Хвост писал о нем в романе «Максим» — как Сэнди познакомил его с академиком Кнорозовым, расшифровавшим язык майя.

Саша переводил, печатал на машинке, мы читали древние манускрипты, Крийя-йогу и учились по этим текстам. Саша был сам замечательный, потрясающий йог. Он был знаком с сыном Рериха и, когда тот приезжал, с ним общался. В горбачевские времена у меня была выставка в Питере в Этнографическом музее, Саша пришел и познакомил меня с ним. Саша был блестяще одаренный человек, и в литературе, и в поэзии, но это потерянное поколение — видимо, не осталось наследников, чтобы напечатать.

Но в Питере издают много, культурный слой сохранился. А как увлечение буддизмом спасало от дикого богемного пьянства?

В какой-то степени, но Саша Кондратов, бывший настоящим буддистом, умер от водки. Это русский буддизм, где одно другому не мешает, разговоры за бутылкой — из той же оперы. Они устраивали поездки в Среднюю Азию, собирали там мак и в Питере что-то готовили. Мне в этом отношении повезло, потому что я попал в компанию алкаша Горбовского, и там все было определенно. В Москве все это увлечение позже началось, года с 74-го. Мы собирали деньги на аренду школы и занимались карате, в Питере я занимался йогой. Я ходил к очень хорошему мастеру Герману Попову, он работал в посольстве в Бирме переводчиком и учился у настоящих старых мастеров из древней семьи, которая передавала это искусство из поколения в поколение. Семье буддистов он платил виски и сигаретами — прямо это не запрещено, но если душа требует, то можно.
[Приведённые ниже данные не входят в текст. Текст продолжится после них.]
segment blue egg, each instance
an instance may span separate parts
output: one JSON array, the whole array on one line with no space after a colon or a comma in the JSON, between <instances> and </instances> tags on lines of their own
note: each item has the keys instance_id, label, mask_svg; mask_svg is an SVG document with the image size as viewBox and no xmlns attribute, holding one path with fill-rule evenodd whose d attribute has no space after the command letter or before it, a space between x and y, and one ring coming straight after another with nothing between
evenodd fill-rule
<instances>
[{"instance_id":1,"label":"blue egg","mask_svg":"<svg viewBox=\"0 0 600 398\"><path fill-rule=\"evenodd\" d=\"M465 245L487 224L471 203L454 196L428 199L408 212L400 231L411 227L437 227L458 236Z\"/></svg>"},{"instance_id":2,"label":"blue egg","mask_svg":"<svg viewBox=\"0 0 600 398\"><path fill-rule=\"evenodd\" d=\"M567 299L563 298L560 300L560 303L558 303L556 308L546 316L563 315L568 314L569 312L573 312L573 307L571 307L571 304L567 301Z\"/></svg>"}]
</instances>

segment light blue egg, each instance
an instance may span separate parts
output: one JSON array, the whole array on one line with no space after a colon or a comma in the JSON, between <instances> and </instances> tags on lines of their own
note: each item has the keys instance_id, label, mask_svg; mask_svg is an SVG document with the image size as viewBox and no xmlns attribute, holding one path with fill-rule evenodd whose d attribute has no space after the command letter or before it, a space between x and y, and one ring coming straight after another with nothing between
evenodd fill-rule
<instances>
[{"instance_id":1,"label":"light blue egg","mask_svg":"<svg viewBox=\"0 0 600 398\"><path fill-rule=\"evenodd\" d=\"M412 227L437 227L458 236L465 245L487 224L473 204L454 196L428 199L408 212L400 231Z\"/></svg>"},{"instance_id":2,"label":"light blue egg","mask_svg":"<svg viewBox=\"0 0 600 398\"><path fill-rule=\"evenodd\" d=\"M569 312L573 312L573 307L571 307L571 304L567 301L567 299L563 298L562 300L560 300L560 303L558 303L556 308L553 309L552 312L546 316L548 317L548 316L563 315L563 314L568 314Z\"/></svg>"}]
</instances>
Я встретил Борю Кердимуна перед эмиграцией, Боря преподавал Гурджиева, у него была своя компания, а в Риме мы с ним встретились, гуляли, он мне рассказывал, потом я стал покупать книжки и заинтересовался четвертым путем. Но в основном меня заинтересовала техника наблюдения за собой. Потом я у Будды открыл, что он еще лучше знал эту технику, — потому что Гурджиев часто скрывал, что знал. Как бывают мастера, которые в силу некоторого величия не хотят секреты своего мастерства раскрывать. А Будда не был таким, он не чувствовал себя великим и все секреты раскрывал ученикам. Поэтому его техники очень интересны и сложны одновременно.